Grace’s medical state was complex and it was not uncommon for her to puzzle the doctors who treated her and the ER doctors were no exception. They were overwhelmed by the way her body was shutting down and believed due to lack of oxygen at some point in the events of that morning, she suffered severe brain trauma and it was the catalyst for her hypothalamus to stop working completely. Our sweet angel had struggled her entire life and on this day she returned to Heaven. We find comfort in knowing she’s no longer living with daily seizures, rages, pain, and all the other daily struggles she was inflicted with as a result of her hypothalamic tumor. She’s free from all of it.

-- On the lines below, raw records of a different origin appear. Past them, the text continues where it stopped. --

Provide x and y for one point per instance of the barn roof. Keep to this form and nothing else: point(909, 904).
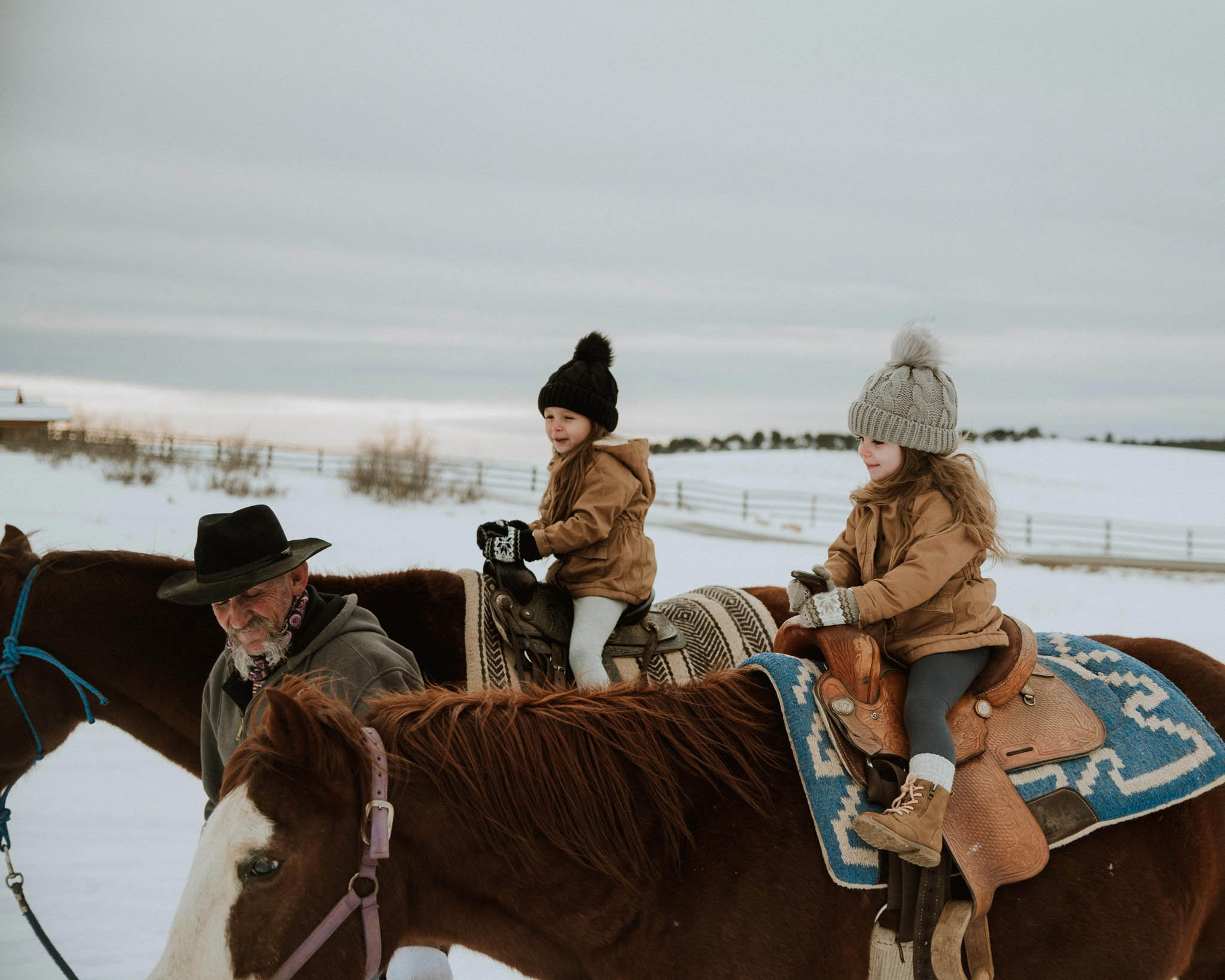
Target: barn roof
point(16, 408)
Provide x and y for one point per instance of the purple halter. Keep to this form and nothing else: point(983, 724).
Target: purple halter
point(377, 845)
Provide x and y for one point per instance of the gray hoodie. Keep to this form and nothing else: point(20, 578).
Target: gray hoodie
point(356, 659)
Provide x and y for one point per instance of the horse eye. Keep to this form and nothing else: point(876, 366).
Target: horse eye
point(260, 866)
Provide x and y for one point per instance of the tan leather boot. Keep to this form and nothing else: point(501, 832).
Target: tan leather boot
point(912, 826)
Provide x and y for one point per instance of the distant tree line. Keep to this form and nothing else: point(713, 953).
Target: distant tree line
point(776, 440)
point(1215, 445)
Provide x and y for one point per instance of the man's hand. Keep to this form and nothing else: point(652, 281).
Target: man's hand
point(803, 585)
point(510, 542)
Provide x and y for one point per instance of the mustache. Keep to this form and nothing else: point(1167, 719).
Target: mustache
point(263, 623)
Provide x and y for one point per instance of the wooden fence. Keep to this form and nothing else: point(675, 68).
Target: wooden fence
point(787, 511)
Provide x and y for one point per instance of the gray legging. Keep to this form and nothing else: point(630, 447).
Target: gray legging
point(936, 681)
point(595, 619)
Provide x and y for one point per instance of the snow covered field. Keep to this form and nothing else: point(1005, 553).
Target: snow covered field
point(105, 830)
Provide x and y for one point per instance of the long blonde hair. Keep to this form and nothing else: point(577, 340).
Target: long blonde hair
point(566, 476)
point(958, 478)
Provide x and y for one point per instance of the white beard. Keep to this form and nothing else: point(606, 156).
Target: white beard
point(273, 650)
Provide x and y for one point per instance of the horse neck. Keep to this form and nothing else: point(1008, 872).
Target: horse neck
point(420, 609)
point(98, 614)
point(457, 888)
point(468, 886)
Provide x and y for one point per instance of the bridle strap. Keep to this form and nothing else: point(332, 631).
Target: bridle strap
point(377, 845)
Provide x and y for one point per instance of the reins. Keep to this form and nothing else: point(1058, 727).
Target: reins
point(376, 847)
point(9, 663)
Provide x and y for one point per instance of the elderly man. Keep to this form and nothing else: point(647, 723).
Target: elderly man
point(276, 625)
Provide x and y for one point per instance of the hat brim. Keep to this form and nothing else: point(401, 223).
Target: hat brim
point(185, 589)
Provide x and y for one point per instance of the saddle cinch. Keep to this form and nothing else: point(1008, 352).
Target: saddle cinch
point(1016, 714)
point(534, 620)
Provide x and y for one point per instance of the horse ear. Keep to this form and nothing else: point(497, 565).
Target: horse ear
point(292, 723)
point(16, 543)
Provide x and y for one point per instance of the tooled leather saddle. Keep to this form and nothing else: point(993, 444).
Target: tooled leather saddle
point(534, 620)
point(1016, 714)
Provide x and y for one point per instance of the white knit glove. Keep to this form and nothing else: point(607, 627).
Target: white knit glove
point(834, 608)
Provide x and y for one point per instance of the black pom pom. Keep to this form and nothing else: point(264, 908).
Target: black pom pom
point(595, 348)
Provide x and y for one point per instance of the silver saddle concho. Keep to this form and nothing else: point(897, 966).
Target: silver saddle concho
point(534, 619)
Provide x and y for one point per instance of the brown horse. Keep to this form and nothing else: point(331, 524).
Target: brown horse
point(637, 832)
point(97, 611)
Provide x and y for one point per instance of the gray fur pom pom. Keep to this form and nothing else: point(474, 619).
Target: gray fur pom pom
point(915, 347)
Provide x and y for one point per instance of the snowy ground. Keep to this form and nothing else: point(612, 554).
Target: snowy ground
point(105, 830)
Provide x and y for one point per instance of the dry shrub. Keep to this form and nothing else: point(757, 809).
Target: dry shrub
point(237, 468)
point(392, 471)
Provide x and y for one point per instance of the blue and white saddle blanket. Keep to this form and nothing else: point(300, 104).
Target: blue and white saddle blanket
point(1159, 749)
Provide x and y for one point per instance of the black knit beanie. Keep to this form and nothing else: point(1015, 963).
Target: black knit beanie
point(584, 384)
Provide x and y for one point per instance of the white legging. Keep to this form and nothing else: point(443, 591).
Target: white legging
point(595, 619)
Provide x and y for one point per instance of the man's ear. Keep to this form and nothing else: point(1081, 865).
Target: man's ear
point(298, 579)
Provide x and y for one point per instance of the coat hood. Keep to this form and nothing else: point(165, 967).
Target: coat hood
point(632, 454)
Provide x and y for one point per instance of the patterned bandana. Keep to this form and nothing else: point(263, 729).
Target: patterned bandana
point(255, 668)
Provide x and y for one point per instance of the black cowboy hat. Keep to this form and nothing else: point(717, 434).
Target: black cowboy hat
point(236, 552)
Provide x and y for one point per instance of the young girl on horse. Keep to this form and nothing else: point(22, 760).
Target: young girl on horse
point(908, 568)
point(593, 509)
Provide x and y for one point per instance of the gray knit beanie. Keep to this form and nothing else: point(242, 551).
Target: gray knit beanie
point(909, 401)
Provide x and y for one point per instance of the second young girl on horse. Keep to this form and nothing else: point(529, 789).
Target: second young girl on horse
point(593, 507)
point(908, 568)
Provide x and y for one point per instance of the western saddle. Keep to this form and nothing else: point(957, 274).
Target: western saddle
point(1016, 714)
point(534, 620)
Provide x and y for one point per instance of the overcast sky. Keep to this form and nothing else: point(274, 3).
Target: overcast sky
point(431, 202)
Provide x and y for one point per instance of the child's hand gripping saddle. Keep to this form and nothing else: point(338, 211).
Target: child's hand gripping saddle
point(536, 619)
point(1016, 714)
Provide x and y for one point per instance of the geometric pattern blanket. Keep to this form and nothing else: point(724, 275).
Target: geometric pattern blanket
point(1159, 749)
point(722, 628)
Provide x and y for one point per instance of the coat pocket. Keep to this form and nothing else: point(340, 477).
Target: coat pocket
point(598, 552)
point(942, 602)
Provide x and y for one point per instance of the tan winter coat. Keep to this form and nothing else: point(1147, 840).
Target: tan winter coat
point(923, 589)
point(602, 548)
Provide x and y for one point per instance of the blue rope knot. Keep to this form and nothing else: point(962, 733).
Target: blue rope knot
point(13, 655)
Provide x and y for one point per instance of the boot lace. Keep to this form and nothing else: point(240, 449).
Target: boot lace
point(912, 793)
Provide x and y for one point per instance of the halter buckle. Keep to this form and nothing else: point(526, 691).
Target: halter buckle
point(381, 805)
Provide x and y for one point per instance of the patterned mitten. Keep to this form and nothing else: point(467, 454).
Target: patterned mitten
point(507, 542)
point(834, 608)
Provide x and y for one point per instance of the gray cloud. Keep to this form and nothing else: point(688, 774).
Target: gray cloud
point(750, 199)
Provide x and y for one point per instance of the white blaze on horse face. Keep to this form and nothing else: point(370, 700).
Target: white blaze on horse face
point(199, 946)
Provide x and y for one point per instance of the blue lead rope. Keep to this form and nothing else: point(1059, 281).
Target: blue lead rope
point(9, 662)
point(11, 658)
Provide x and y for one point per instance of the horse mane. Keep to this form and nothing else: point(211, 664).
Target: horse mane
point(592, 775)
point(77, 561)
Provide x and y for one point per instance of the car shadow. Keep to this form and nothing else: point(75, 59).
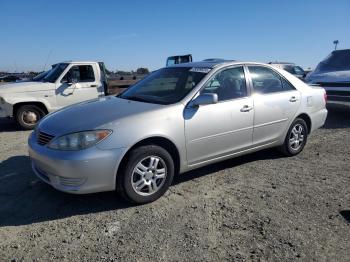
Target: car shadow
point(8, 125)
point(24, 199)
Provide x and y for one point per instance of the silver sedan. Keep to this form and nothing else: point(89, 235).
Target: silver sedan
point(177, 119)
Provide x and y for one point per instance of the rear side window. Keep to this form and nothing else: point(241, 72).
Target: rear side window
point(227, 84)
point(267, 81)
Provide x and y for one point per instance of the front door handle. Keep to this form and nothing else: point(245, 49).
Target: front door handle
point(293, 99)
point(246, 108)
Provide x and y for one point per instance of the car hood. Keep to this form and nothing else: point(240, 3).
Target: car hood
point(335, 76)
point(22, 87)
point(99, 113)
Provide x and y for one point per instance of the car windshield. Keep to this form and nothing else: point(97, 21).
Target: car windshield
point(40, 76)
point(166, 86)
point(336, 61)
point(55, 72)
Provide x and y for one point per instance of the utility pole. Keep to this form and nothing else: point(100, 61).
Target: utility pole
point(335, 42)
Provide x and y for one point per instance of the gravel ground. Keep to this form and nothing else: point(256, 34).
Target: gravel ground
point(257, 207)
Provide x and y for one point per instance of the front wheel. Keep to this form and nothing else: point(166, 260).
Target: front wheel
point(147, 174)
point(296, 138)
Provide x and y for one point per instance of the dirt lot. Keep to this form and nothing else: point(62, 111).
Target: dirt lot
point(256, 207)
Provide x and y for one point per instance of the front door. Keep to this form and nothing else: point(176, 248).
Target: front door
point(216, 130)
point(79, 84)
point(275, 103)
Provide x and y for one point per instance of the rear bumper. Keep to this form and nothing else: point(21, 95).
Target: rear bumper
point(80, 172)
point(337, 95)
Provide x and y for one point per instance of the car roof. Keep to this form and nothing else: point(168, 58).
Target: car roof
point(281, 63)
point(211, 63)
point(78, 62)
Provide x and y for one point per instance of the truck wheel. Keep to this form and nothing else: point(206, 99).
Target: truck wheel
point(295, 139)
point(28, 116)
point(147, 174)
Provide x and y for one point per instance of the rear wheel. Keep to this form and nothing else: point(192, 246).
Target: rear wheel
point(27, 116)
point(147, 174)
point(296, 138)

Over the years, Perry and I had talked about Grace’s 2007 surgery. It didn’t come without a price. A price Grace suffered with everyday. She lived with more medical conditions, medications and struggles then before surgery. We know too that without that surgery Grace would have continued to have more seizures, more rages and be taken away from us both emotionally and cognitively. The surgery saved Grace. The surgery allowed us to keep our Grace on this earth a bit longer. It provided Grace the opportunity to have more true, sincere moments of joy and happiness than many individuals experience in a life time. It provided Grace the opportunity to teach her family the importance of embracing today, finding happiness in today and loving those around you today. Grace lived in the moment. She found happiness in the simple routine of her day. She wanted no more that to be at home with her family telling us ‘I love you’ each time we left her sight. So, do we regret her 2007 surgery? No, we never have or ever will regret the surgery which gave us 4.5 years longer with our Grace. Those are 4.5 years of memories we will forever cherish.

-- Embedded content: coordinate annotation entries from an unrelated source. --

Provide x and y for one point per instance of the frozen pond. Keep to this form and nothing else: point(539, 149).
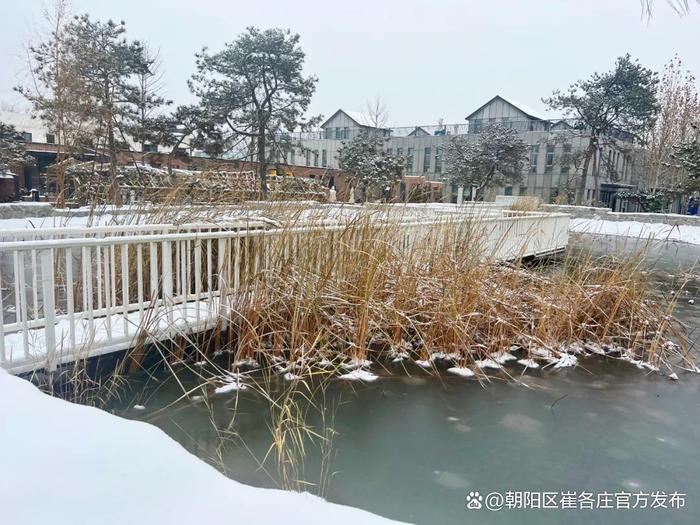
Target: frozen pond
point(412, 448)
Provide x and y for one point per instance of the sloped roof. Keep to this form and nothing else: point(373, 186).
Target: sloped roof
point(361, 119)
point(418, 132)
point(530, 112)
point(25, 122)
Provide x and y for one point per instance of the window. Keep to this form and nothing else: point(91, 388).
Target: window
point(534, 153)
point(549, 159)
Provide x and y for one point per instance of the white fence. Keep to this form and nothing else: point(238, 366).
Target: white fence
point(75, 293)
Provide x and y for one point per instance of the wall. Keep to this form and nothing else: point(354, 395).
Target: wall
point(588, 212)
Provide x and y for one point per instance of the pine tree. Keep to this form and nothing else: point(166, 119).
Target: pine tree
point(496, 158)
point(621, 102)
point(255, 92)
point(372, 169)
point(106, 65)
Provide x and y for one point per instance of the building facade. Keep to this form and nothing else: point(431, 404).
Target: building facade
point(556, 149)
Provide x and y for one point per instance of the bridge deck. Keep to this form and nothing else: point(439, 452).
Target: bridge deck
point(162, 281)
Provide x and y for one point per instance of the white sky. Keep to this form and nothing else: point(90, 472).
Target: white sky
point(427, 58)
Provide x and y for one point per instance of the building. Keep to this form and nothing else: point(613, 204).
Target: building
point(552, 143)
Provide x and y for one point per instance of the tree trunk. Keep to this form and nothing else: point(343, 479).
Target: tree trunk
point(581, 190)
point(596, 177)
point(262, 163)
point(114, 183)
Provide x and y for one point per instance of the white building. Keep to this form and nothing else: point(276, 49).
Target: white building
point(550, 142)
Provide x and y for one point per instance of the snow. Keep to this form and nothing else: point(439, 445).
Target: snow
point(231, 387)
point(359, 375)
point(528, 363)
point(461, 371)
point(641, 230)
point(109, 334)
point(115, 471)
point(488, 363)
point(502, 357)
point(565, 361)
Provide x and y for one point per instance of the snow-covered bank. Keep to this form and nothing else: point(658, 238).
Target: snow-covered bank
point(641, 230)
point(69, 464)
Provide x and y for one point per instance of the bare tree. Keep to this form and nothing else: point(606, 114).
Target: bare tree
point(680, 109)
point(148, 98)
point(681, 7)
point(376, 112)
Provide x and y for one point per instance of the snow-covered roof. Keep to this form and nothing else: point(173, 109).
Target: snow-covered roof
point(530, 112)
point(25, 123)
point(361, 119)
point(525, 108)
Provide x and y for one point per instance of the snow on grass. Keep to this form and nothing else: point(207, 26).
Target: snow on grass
point(461, 371)
point(104, 458)
point(359, 374)
point(528, 363)
point(565, 361)
point(231, 387)
point(489, 363)
point(356, 363)
point(502, 357)
point(642, 230)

We will continue to invest our time and effort on the nonprofit, Hope For Hypothalamic Hamartomas (www.hopeforhh.org), we helped found. Our hope is that someday the work we do here will bring about a cure to this condition. People continue to ask what they can do to help and at this time we ask only you to help us spread awareness of Grace’s condition with other friends, family and any doctors you interact with. Ask them to check out the website, ask them to donate to our cause, ask them to be aware of the risks of death as a result of epilepsy and a fragile hypothalamus.
We continue to feel blessed by the days of laughter and joy we experienced together with Grace and hold each one of them close to our hearts. From the words of our sweet Grace, ‘Have a good day’. We know she wanted that for all us while she was here and now she is wanting the same as she watches us from Heaven.